Sentenza di Cassazione Penale Sez. 6 Num. 4186 Anno 2026
Penale Sent. Sez. 6 Num. 4186 Anno 2026
Presidente: COGNOME NOME
Relatore: COGNOME NOME
Data Udienza: 14/01/2026
SENTENZA
sul ricorso proposto dalla
parte civile COGNOME NOME, nato ad Andria il DATA_NASCITA
nel procedimento a carico di:
COGNOME NOME, nata ad Andria il DATA_NASCITA
avverso l’ordinanza in data 13/03/2025 della Corte di appello di Bari
visti gli atti, l’ordinanza impugnata e il ricorso;
udita la relazione del consigliere NOME COGNOME;
letta la requisitoria scritta del Pubblico Ministero, in persona del AVV_NOTAIO, che ha concluso per l’accoglimento del ricorso con annullamento senza rinvio dell’ordinanza impugnata, disponendo la trasmissione degli atti alla Corte di appello di Bari per l’ulteriore corso.
RITENUTO IN FATTO
Con sentenza in data 12 novembre 2024 la Corte di appello di Bari, in riforma della sentenza del giudice dell’udienza preliminare del Tribunale di Trani in data 1 giugno 2023, appellata dall’imputata COGNOME NOME e dalla parte civile COGNOME NOME, assolveva l’imputata dal reato ascrittole di cui all’art. 372 cod. pen. perché il fatto non sussiste e condannava la parte civile appellante al pagamento delle spese processuali del grado.

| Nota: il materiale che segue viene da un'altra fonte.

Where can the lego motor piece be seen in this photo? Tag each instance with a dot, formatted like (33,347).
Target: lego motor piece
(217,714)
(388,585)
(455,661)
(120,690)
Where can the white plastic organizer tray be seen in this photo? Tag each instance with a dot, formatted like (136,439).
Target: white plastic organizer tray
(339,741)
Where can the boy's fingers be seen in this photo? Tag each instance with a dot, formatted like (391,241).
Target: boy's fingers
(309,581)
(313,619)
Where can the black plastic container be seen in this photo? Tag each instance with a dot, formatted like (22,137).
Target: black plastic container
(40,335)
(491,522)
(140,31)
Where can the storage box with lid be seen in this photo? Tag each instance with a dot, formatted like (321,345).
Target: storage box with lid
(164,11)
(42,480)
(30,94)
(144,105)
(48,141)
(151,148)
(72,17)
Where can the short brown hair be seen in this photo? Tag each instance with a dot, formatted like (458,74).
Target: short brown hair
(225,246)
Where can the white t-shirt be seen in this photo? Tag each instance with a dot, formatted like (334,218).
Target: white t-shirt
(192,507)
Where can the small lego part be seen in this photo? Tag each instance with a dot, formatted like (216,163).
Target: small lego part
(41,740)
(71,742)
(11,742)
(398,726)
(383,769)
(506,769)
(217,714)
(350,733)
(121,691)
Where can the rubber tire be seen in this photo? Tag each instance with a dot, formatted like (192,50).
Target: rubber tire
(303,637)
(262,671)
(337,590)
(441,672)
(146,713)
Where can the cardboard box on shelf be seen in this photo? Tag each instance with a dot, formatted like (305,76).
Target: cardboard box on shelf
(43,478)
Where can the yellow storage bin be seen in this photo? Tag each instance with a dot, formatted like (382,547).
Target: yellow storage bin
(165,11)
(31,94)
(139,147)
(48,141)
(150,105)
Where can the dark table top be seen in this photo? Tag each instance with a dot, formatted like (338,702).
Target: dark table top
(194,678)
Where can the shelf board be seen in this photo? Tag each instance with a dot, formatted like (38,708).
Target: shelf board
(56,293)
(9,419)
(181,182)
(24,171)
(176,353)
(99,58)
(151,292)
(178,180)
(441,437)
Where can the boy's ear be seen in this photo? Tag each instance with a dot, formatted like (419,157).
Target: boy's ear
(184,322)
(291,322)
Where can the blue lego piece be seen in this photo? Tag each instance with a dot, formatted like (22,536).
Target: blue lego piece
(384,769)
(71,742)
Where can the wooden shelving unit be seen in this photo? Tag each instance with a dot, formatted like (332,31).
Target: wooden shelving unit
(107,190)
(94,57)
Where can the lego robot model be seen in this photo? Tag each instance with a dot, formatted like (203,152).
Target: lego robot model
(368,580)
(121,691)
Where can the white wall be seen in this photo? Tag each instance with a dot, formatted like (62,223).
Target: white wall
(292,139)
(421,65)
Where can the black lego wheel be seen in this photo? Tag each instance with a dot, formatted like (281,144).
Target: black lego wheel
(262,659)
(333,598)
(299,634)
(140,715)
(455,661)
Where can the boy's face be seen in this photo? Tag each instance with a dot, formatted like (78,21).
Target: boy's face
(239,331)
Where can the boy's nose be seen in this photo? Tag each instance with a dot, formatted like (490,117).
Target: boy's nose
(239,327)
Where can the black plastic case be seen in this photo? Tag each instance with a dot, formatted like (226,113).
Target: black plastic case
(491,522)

Con ordinanza in data 13 marzo 2025 la Corte di appello di Bari, decidendo su istanza dell’imputata, ordinava la correzione dell’errore materiale esistente nel dispositivo della sentenza emessa dalla stessa Corte in data 12 novembre 2024 nei confronti di COGNOME NOME, così che dopo le parole “processuali del grado”, dovesse leggersi ed intendersi inserita la frase: “Condanna la parte civile appellante alla rifusione delle spese sopportate dall’imputata per la difesa nel presente giudizio, che liquida in complessivi euro 1.200,00, oltre iva c.p.a. e rimborso spese nella misura del 15%”.
Avverso la predetta ordinanza, nell’interesse della parte civile COGNOME NOME, è stato proposto dal suo difensore di fiducia ricorso con il quale si prospettano tre motivi, che si riassumono sinteticamente ai sensi dell’art. 173 disp. att. cod. proc. pen.
3.1. Con il primo motivo si deduce inosservanza di norme stabilite a pena di nullità (art. 606, comma 1, lett. c) e b), cod. proc. pen.) in relazione agli artt. 1 e 130 cod. proc. pen. per avere la Corte di appello illegittimamente disposto la correzione del dispositivo della sentenza senza avvisare le parti e conseguente nullità ex art. 178, lett. c), cod. proc. pen. del relativo provvedimento. Si assume che l’ordinanza impugnata veniva emessa inaudita altera parte, sulla base della semplice sollecitazione della difesa dell’imputata.
3.2. Con il secondo motivo si deduce violazione di legge (art. 606, comma 1, lett. b), cod. proc. pen.), in relazione agli artt. 130, comma 1, e 547 cod. proc. pen. La competenza ad emendare l’errore apparterrebbe al medesimo giudice, persona fisica, che ha emesso il provvedimento. Nel caso di specie, l’ordinanza impugnata risulta emessa da collegio composto in maniera diversa da quello che pronunciava la sentenza emendata.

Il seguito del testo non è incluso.